Türk Ortodoks Patrikhanesi'nden Papa Eftim'in torunu Chris Selçuk Erenerol: Fener Rum Patrikhanesi Türkiye'yi zorda bırakıyor
Fener Rum Kilisesinin hukuk dışı faaliyetlerini Bağımsız Türk Ortodoks Patrikhanesi Basın Sözcüsü Yardımcısı Chris Selçuk Erenerol’la konuştuk. Atatürk İlke ve İnkılaplarının vazgeçilmez olduğunu belirten Erenerol, Rum Patrikhanesinin Kurtuluş Savaşı’ndan beri Batı’dan destek aldığına dikkat çekti.
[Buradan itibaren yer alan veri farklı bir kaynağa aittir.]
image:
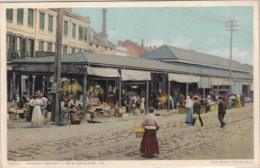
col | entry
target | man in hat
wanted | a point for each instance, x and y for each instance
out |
(221, 112)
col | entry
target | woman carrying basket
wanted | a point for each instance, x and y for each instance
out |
(149, 144)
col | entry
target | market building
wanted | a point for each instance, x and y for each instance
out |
(214, 72)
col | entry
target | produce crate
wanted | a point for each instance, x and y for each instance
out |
(122, 115)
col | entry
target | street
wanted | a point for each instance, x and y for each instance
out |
(114, 139)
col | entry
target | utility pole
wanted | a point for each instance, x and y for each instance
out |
(57, 64)
(230, 25)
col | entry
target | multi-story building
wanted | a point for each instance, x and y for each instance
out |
(31, 30)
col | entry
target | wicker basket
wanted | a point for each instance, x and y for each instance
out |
(139, 131)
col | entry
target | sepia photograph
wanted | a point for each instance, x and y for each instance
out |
(130, 84)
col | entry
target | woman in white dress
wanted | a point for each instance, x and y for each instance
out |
(37, 117)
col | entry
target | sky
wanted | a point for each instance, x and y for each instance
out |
(202, 29)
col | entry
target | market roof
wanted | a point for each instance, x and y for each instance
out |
(193, 57)
(133, 63)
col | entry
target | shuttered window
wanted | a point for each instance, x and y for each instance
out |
(23, 47)
(65, 50)
(74, 30)
(85, 34)
(66, 28)
(73, 50)
(20, 16)
(9, 14)
(41, 46)
(42, 20)
(49, 47)
(13, 47)
(30, 17)
(80, 33)
(50, 23)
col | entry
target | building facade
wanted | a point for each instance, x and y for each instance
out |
(31, 30)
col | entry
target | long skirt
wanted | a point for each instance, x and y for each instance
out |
(149, 144)
(37, 117)
(189, 118)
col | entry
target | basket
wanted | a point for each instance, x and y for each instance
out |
(139, 131)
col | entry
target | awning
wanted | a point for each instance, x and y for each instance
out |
(135, 75)
(103, 72)
(220, 81)
(183, 78)
(205, 82)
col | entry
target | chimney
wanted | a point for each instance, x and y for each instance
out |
(104, 21)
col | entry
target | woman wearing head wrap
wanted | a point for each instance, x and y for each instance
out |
(149, 144)
(189, 105)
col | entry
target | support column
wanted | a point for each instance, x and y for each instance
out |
(147, 97)
(169, 93)
(33, 85)
(120, 91)
(14, 90)
(187, 89)
(84, 96)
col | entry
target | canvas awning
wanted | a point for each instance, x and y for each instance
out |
(183, 78)
(205, 82)
(135, 75)
(220, 81)
(103, 72)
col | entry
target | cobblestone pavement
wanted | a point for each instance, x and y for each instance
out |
(115, 139)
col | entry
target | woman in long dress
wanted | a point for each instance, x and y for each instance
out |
(142, 104)
(149, 144)
(189, 105)
(37, 117)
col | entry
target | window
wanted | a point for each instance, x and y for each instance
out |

- Türk Ortodoks Patrikhanesi’nin Kurtuluş Savaşı sırasında Papa Eftim’in vatansever duruşu sonrası kurulduğunu biliyoruz. Fener Rum Kilisesi’nin İstanbul’un işgal edilmesini olumlu karşılamasını eleştirmişti. Fener Rum Patrikhanesi ile Türk Ortodoks Patrikhanesi arasında günümüzde nasıl bir ilişki var?
Papa Eftim başından beri Türklük bilincine sahip bir kişi olarak Türk milletinin bağımsızlığını savunmuştur. Verdiği mücadele de hep bu yönde oldu. Türk Ortodoks Patrikhanesi’nin de kuruluşu, tam bağımsız ve egemen bir Türkiye Cumhuriyeti’nin kurumu olarak olmuştur. Hiçbir zaman harici güçlerin boyunduruğu altında olmayı ya da onların ajandalarını hayata geçirme gayesinde bulunmadı. Bu bağlamda, tabii ki de Fener Rum Kilisesi ile aynı çizgide bulunmamız mümkün değildir. Fener Rum Kilisesi’nin aynı zamanda Mavri Mira’nın kurucusu olduğunu unutmamak lazımdır. Direkt olarak Yunan Hükümeti’nden talimat alan bu örgüt yalnızca Anadolu’daki okullarda ayrılıkçı faaliyetler gütmemiş; silahlı çeteleri de desteklemiştir. Hiçbir masum tarafı olmayan bu örgütün ruhunu bugün kimse Fener Rum Kilisesi’nden ayrı düşünemez. Mustafa Kemal’in Nutuk’ta belirttiği üzere, 22.08.1919 tarihinde imzalanmış gizli bir belge ışığında, gelecekte de Truman’ın uçağı ile Fener Rum Kilisesi’nin başına geçecek olan Athenagoras’ın Mavri Mira kurucu üyelerinden olduğu yazmaktadır. EOKA ile aralarındaki bağ da dünya basınında yerini bulmuştur. Bütün bunların ışığında, Atatürk tarafından “hıyanet yuvası” olarak adlandırılmış Fener Rum Kilisesi’nin emellerinin değiştiğine inanmıyoruz. Mustafa Kemal’in mücadelesini destekleyen Papa Eftim ve kendini Cumhuriyet’e bağlı gören Türk Ortodoks Patrikhanesi her zaman Kuvvacı ruhunu koruyarak bu aykırılıklara müsaade etmeyecek; mücadelesine devam edecektir.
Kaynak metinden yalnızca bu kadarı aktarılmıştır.